If everything goes well, I'll document the delidding here. I just need to test the CPUs first. Any advice would be great!
 
You're more likely to get a good answer at a cpu focussed or modding forum.

Maybe you could test the chips on a spare computer to avoid wear and tear on your mac pro internals?
 
I've never done the 2009 CPU swap, so I don't know how much clearance there is. However, if there's enough room, you could theoretically remove the fan connector from the heatsink entirely and use a pair of alligator clip leads to electrically connect the fan connector to its matching socket on the logic board.

If you haven't bought the CPUs yet, I've noticed that on Ebay occasionally there are servers that go for around the same price as just the bare CPUs (or in rare cases, some times the server is actually cheaper than the bare CPUs). So instead of buying bare CPUs, you could buy a whole server and test the CPUs before you move them over to your Mac Pro.

You could call around to some PC recycle shops in your area to see if they'd be willing to test the CPUs in an old Westmere PC for a reasonable charge.

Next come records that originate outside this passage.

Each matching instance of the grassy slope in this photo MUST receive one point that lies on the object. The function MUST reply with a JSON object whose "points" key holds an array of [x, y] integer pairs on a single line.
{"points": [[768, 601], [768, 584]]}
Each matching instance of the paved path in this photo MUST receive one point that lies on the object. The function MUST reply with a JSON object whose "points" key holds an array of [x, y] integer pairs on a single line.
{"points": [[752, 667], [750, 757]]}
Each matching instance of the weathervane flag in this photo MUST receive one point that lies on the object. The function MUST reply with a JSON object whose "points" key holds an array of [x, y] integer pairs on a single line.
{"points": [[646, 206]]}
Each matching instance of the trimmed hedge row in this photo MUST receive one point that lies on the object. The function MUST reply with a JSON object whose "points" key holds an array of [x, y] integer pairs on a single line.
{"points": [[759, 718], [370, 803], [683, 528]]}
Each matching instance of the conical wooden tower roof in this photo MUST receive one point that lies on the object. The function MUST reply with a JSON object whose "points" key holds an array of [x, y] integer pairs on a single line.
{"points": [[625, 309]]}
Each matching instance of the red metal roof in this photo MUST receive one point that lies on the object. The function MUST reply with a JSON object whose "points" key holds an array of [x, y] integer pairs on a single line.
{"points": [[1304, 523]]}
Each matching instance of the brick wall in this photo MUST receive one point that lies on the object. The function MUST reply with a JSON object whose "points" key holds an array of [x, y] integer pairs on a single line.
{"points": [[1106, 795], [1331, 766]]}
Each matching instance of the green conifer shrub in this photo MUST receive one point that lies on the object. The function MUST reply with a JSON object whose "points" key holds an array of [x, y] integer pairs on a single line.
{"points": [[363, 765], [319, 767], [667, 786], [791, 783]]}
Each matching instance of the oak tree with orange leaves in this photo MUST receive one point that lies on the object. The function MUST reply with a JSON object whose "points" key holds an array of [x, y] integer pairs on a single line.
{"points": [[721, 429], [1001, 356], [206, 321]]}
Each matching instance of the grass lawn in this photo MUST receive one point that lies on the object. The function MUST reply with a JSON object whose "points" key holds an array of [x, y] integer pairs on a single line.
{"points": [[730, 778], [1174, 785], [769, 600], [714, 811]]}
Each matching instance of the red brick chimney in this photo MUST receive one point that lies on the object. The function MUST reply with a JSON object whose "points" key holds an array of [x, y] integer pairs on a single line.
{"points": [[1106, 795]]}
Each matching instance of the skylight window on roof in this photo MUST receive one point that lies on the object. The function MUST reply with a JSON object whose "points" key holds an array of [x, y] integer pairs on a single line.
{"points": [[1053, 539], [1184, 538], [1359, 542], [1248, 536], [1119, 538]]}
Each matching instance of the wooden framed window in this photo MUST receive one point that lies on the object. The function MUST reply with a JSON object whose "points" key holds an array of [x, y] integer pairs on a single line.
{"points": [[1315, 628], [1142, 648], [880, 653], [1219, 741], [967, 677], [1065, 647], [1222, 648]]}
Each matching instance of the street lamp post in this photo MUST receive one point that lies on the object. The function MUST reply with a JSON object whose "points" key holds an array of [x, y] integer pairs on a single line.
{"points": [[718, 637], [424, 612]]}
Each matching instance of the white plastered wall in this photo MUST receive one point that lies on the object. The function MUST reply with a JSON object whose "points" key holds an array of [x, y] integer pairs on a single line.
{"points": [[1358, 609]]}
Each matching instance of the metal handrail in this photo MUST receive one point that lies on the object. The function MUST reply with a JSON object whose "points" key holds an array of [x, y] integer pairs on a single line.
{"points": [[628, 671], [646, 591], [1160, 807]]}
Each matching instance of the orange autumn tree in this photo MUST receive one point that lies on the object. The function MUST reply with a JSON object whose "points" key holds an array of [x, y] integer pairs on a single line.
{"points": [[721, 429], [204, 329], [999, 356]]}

You could buy an old Westmere PC on Craigslist cheap, test your CPUs in it, and then resell the PC. Assuming you got it at market price, you should be able to resell it at market price.

That's all I can think of. I hope one of these ideas works for you. For me though, I'd just assume they were okay and do without testing them first. CPUs are pretty reliable and I've never bought a bad one, used or new. You'd be playing with the odds a little bit, but I think they are good odds.
 
I took the risk and de-lidded without testing. I got the x5677 which is significantly cheaper, so could afford to risk it. If I was going for the x5690 at 4-5 times the price I'd be a lot more cautious.

Perhaps you should just go for a vendor selling delidded processors? Or one that provides a delidding service?
 
If everything goes well, I'll document the delidding here. I just need to test the CPUs first. Any advice would be great!

I've recently delidded a bunch of CPUs for me and my friend, and it's in fact not that scary or difficult. But it takes some practice.

1. We've bought 2x X5675 and 2x X5680 for our Mac Pros, but those were hard to chase on eBay for good prices, so I've also purchased about 5 different CPUs for testing about $5 each. For example, X5550 is compatible with 4,1 tray and can be tested all the way.

2. Before delidding I've tested every CPU to make sure they are actually ok. For this you need to do the following: On a two-CPU tray remove CPU B cooler and CPU itself. Install lidded CPU into slot A. Then carefully pull fan connector from the assembly, place it over, and after that you can carefully place the cooler over the lidded CPU, connect the fan, make a few light turns for every screw and then try to boot.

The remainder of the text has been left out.